NEW: Raimondo—Pension Reform Needed to Avoid Budget Disaster
Monday, May 23, 2011
The current liability is at least $6.8 billion, but could be as high as $9 billion, Raimondo said, in a press conference at Crossroads Rhode Island. Within a few years the annual cost will double from $312 million in 2010 to $615 million in 2013.
“Each day that the state avoids comprehensive reform, the liability grows. It is unfair to ask taxpayers to pay for the growing level of required contributions and it is dishonest to let state employees, teachers and retirees believe that full benefits will be there for their retirement,” Raimondo said.
Her plan outlined five “possible areas of reform.” According to her report, those are:
1. Raising the retirement age: Setting the retirement age at 67 would cut the unfunded liability by about $700 million.
2. Accrual rate: Reducing the accrual rate to one percent for future service would reduce the state’s yearly contribution by about 7 percent of the employee’s salary.
3. Suspending COLAs: Hypothetically, the suspension of all cost of living adjustments for all active and retired employees would reduce the unfunded liability by about $1 billion.
4. Hybrid plans and portability: Adding defined contribution plans to the benefit package would offer employees an additional source of retirement income.
5. Other options include “anti-spiking provisions” to prevent high increases in pension levels at the end of one’s career and re-amortizing the pension debt.
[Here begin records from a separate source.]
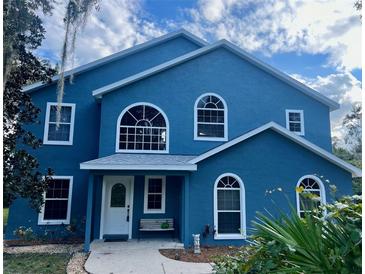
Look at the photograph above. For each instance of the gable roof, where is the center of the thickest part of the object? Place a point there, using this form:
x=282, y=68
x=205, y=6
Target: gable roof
x=130, y=161
x=156, y=41
x=286, y=133
x=234, y=49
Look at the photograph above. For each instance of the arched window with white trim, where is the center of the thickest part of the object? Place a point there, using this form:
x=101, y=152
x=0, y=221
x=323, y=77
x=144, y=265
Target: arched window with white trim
x=229, y=207
x=210, y=118
x=309, y=184
x=142, y=127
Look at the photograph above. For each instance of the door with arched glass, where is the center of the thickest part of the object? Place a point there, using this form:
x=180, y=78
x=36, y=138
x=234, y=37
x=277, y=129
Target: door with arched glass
x=116, y=207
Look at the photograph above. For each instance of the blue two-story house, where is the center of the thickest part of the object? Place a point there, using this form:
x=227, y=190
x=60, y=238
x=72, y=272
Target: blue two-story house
x=176, y=128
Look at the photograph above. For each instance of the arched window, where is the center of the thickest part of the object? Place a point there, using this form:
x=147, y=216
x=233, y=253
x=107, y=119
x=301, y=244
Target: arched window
x=309, y=184
x=142, y=127
x=210, y=118
x=117, y=196
x=229, y=207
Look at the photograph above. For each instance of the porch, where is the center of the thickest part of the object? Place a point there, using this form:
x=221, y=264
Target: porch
x=119, y=197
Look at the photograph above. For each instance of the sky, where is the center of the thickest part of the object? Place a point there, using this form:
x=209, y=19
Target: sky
x=316, y=42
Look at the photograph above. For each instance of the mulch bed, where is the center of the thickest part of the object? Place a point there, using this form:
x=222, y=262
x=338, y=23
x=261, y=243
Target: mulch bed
x=207, y=253
x=11, y=243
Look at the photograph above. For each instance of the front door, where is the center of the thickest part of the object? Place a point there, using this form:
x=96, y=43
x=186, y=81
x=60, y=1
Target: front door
x=117, y=196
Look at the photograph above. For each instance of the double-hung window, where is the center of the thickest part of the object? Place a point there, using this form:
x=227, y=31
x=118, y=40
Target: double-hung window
x=154, y=194
x=295, y=121
x=61, y=133
x=57, y=201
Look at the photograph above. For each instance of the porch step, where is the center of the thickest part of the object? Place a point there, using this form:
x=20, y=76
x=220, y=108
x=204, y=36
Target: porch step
x=115, y=237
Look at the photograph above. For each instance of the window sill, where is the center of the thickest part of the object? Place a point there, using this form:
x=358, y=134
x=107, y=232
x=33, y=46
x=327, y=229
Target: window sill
x=229, y=237
x=141, y=151
x=154, y=212
x=58, y=143
x=212, y=139
x=54, y=222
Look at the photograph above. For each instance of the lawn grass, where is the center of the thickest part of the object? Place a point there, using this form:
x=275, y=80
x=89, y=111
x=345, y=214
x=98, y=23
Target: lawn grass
x=35, y=263
x=5, y=216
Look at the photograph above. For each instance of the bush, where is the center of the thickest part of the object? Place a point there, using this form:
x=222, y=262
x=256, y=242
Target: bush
x=23, y=233
x=317, y=243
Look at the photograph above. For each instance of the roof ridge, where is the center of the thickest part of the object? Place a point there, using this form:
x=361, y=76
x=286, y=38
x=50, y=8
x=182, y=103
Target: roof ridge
x=286, y=133
x=120, y=54
x=230, y=46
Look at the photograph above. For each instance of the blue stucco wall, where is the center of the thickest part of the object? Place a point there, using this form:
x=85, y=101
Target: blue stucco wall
x=253, y=96
x=264, y=162
x=65, y=160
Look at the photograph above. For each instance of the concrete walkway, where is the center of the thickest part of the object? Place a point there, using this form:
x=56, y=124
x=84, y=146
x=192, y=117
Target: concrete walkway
x=138, y=257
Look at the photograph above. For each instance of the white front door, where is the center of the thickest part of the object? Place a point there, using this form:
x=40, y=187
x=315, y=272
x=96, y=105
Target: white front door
x=117, y=207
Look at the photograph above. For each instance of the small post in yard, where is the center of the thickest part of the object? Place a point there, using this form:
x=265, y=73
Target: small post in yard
x=196, y=238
The comprehensive report detailed how the state got itself into this mess, outlined how the pension crisis would affect state services, and tax rates, and pointed to how reform should proceed.
Raimondo said she would convene a group of experts to advise her on pension reform. Later this year, she said she plans on releasing a report with recommended reforms to the Governor and the General Assembly.